Employee Benefits Summit 2010: Panel debate: Stress in the workplace

Employers must take steps to proactively tackle stress, rather than avoiding the issue.

Speaking in a panel debate on the second day of the Employee Benefits Summit in Monte Carlo, Dame Carol Black, national director for health and work health at the Work and Wellbeing Delivery Unit, said: “It is avoided because it is difficult. People feel uncomfortable talking about stress, mental health and depression.”

She added that employers will not achieve an engaged workforce if employees are not healthy.

In some cases, tackling stress will require a cultural change within an organisation. Caroline Jowett-Ive, group vice president reward at Travelport, said: It is about changing mindsets because you think people are playing the stress card. It is about having occupational health [benefits] and having these as part of a strategy.”

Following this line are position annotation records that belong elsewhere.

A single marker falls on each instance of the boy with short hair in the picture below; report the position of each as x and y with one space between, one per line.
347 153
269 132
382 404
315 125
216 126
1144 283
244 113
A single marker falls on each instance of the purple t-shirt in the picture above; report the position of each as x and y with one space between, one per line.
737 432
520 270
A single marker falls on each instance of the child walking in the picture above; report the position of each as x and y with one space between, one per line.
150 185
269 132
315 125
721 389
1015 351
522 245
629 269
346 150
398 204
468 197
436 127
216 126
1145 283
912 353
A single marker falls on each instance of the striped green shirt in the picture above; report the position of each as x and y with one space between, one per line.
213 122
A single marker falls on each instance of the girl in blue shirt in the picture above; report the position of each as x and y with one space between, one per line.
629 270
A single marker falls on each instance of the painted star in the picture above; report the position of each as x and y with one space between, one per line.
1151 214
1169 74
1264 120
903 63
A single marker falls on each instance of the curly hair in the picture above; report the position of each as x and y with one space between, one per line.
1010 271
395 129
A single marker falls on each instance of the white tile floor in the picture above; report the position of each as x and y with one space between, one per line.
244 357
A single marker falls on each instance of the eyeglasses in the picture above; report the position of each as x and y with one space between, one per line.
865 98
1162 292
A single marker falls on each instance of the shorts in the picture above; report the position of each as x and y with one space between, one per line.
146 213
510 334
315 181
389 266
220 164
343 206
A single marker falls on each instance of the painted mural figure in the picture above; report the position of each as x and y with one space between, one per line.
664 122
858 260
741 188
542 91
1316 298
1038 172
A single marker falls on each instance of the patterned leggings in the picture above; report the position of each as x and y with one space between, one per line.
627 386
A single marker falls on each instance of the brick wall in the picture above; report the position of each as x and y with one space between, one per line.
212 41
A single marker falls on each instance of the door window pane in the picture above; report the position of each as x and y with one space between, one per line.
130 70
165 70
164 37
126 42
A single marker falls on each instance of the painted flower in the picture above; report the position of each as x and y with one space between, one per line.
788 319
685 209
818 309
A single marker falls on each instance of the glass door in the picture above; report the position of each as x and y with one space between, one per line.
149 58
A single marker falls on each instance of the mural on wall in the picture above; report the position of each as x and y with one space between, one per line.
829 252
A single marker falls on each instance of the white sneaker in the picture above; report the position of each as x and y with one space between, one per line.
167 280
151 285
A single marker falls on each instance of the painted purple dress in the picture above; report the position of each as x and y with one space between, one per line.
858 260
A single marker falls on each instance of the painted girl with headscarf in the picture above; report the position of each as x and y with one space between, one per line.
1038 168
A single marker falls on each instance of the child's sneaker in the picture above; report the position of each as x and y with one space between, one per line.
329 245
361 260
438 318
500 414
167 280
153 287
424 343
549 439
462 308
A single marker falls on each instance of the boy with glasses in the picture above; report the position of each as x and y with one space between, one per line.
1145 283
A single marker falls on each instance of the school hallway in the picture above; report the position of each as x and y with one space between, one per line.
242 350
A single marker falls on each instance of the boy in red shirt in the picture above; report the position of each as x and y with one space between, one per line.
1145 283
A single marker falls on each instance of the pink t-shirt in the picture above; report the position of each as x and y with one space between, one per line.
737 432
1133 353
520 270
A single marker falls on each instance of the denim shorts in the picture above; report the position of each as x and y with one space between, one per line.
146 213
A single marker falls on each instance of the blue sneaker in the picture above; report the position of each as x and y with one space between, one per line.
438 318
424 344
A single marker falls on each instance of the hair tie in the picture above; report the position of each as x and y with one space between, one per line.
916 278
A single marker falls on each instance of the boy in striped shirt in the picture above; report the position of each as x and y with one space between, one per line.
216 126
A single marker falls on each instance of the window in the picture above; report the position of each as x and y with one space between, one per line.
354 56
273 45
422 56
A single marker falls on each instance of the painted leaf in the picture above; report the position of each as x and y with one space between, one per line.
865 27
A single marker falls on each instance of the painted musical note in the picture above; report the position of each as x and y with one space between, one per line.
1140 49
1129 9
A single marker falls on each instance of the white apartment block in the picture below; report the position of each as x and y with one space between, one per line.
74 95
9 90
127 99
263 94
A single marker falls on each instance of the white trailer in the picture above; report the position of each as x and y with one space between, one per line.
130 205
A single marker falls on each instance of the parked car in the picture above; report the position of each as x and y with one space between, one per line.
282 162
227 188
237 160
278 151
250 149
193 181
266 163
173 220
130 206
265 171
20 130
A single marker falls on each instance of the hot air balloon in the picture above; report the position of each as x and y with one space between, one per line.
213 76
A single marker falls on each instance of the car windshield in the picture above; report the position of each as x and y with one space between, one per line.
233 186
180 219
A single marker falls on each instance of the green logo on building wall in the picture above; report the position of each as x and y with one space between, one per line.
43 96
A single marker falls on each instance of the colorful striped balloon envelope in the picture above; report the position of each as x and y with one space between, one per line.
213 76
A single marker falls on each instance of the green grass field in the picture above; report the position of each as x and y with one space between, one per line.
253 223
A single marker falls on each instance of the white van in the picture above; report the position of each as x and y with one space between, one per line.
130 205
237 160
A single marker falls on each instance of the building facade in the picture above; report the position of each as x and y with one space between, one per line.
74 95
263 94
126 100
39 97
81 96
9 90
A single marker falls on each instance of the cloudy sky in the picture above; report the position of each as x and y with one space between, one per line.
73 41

Ralph Turner, pensions and benefits director at Mars UK, added that bringing in a new wellness programme helped to change the culture of the organisation, which has benefited both staff and the business.

But identifying stress in the workplace can be difficult. John Chilman, group reward and pensions director at First Group, said: “Stress is a symptom of so many things. So many stress issues are not work-related. With the thin layers of management we have these days, it is difficult to get early interventions.”

Training line managers to identify and deal with stress issues can be vital to tackling individual cases as early as possible. Ensuring staff are aware that their employer operates an early intervention approach can also help to curb bogus stress-related absence. Chris Coyne, group head of reward at City and Guilds, said: “If you focus on the process for early intervention and make this known, employees know that if they are off work for so many days they will get a phone call and a visit.”

But employers should not assume that all stress in the workplace is bad for staff. “There is positive stress as well. But the challenge comes back to the line manager in recognising when it tips over and becomes a problem,” added Coyne.